Now he sounded almost shy, like this boy Ivy had known forever, since kindergarten anyway, but who only spoke to her once a year.

“How was your summer?” the boy always asked.

Darcy teased Ivy about it, saying how the boy's mother probably coached him at home. She would act out the whole scene, playing the mom in a whiny, nagging voice: “Why don't you just talk to the girl?” and then doing the boy: “Oh, yeah, right, what should I say?” Finally Darcy would sing out: “Just ask her how her summer was!”

Harlan began to shift his body around, messing up the cards Ivy had spread out. He took off one of his shoes, and Ivy frowned. The shoe came apart, and Harlan removed something, holding it out to her.

Ivy reached forward with a hand that felt too loose to grasp anything, as if all the bones inside it had dissolved. “What is this?” she asked, trying not to let her distaste show.

“That's my sister's teddy bear,” he said. “Well, part of him. I never had a teddy bear. My daddy said I was too big to need one. But my sister didn't mind sharing.”

Ivy looked down, the caramel-colored clump resolving into a tuft of fur. She bit her lip. “Is it your sister?” she asked. “Who I look like?”

Harlan matched her lip-biting gesture, revealing front teeth the size of stones. “You know things, too. Just like your mama.”

“What?”

He took the piece of fur out of Ivy's hand, and reached up without rising so much as an inch off the floor. He tucked the clump under the sheet on her bed.

“Why was it—why was he in your shoe?” Ivy asked.

Harlan settled both hands in his cavernous lap. “He comes out after lights out and goes back in before morning count.”

“Lights out? Like at camp?”

Harlan wagged his head. “I never went to camp.”

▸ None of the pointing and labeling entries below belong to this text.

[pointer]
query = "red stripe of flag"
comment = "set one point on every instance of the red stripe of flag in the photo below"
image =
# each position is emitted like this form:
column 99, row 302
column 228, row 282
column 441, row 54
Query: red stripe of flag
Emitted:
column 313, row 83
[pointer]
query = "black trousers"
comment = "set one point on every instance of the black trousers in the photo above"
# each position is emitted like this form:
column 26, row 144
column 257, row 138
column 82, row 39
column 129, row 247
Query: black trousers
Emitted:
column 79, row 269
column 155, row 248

And they wouldn't really do morning count at camp anyway, would they? The truth was beginning to come to Ivy now, pieces jigsawing into place. She couldn't believe she hadn't put them together before. She really was dumb, just like Darcy said.

“Hey, look.” Harlan pointed to his cards. “I have another match.”

Ivy took the pair and placed it on the slim stack he had acquired.

“You met Nick in prison,” she said, a figuring-things-out note in her voice. “That's why you're wearing those clothes.” A short laugh escaped her; it didn't sound anything like normal laughter. “How the hell did you get to our house?” Cursing. Also not like her. “No wonder you have to walk to another country.”

Harlan's face changed, grew smoldery and shut.

He doesn't want to talk about it, Ivy realized. Doesn't even like to think about it. Why? Because he can't stand the idea of being captured. She felt a flash of power, like a plug sparking.

Maybe if she made Harlan mad, some kind of change would take place. Like shaking a stuck appliance until something popped loose.

“You think the police won't find you there?” Ivy asked. “They have the news in Canada too, you know.” She sounded like Darcy when she talked to that shy boy, or any of the losers—Darcy's name for them, not hers—at school.

But unlike Darcy, Ivy instantly regretted her course of action.

Harlan rose off the floor, looming over her like a building. “The police aren't looking for us.”

“No,” Ivy said. “I'm sure they're not.”

“I better ask Nick.” Glowering, he lowered his hand.

Ivy cowered on the floor. Once she stood up, she wouldn't have any excuse for how insignificant she felt beside him.

Harlan thrust his arm at her impatiently.

Ivy stared upward until her neck began to ache.

They were at a standstill, except not a real standstill, because both of them knew how easily he could just pick her up, make Ivy do whatever he wanted.

Light swept across the windows from outside. Ivy twisted to see, and Harlan turned, too. Two far-off blue-white scoops, bright as spotlights. Or headlights.

Just about to make the turn onto their road, a car.